At Wells, we don't just provide housing. We design interesting living environments that foster intellectual growth, personal development, global citizenship and diversity in our students' daily lives.
Wells students live in eight residence halls or “houses” in a variety of architectural styles and room types--from the newly refurbished Weld House to the 19th century Glen Park Mansion, the former home of college founder Henry Wells.
Each residence hall has a laundry room, kitchenette, large lounges with vending machines, and cable television. Because this is their home, students participate in the character and development of their living spaces. This includes developing community standards to ensure that all students live together in positive environments that promote personal growth and social harmony.
Students eat their meals together in the majestic Tudor-style dining hall in Main Building. Special dinners are presented throughout the year, including weekend brunches, exam treats, picnics, and holiday dinners. Express Cafe, located at the south end of the dining hall, also serves a variety of fast food items.
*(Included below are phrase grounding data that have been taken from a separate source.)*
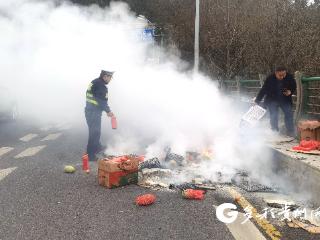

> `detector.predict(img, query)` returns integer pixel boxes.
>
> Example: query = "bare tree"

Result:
[70,0,320,77]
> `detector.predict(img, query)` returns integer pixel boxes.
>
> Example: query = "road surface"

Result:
[0,119,318,240]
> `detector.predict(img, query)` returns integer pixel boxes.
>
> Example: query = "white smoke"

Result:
[0,0,277,183]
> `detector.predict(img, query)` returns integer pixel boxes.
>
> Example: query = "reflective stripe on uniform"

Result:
[86,82,99,106]
[86,98,98,105]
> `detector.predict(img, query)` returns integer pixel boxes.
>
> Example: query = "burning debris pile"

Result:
[135,147,277,194]
[139,167,173,189]
[137,148,216,191]
[96,148,279,195]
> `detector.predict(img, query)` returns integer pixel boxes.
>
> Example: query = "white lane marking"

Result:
[0,167,17,181]
[0,147,14,158]
[41,133,62,141]
[226,212,267,240]
[19,133,38,142]
[14,145,46,159]
[213,205,266,240]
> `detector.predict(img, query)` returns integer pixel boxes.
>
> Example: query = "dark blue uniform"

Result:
[85,77,111,161]
[255,73,296,135]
A Place for Intellectual, Personal, Social and Emotional Growth
The mission of the Officer of Residence Life and Learning Communities is to offer a high quality residential experience complemented by opportunities for intellectual, personal, social, and emotional growth in an inclusive and welcoming environment to all. We build cohesive communities which value scholastic achievement, global citizenship, individual responsibility and inherent diversity of all individuals.
The connection between social and academic development is paramount in educating the whole student—as a scholar and as a member of society. Your residence life team will get you involved in a variety of activities around key educational goals:
Personal Development—the examination and clarification of one’s own beliefs, values and identities.
Academic Success—the utilization of resources and development of skills to achieve one’s scholarly goals.
Community Development—the participation in an environment in which all members are mutually valued and supported, and members recognize the impact their decisions have on others.
Citizenship—the act of becoming an informed and active member of local and global communities in pursuit of a healthy economy, environment and society.
Diversity— contributing to an inclusive and intercultural environment.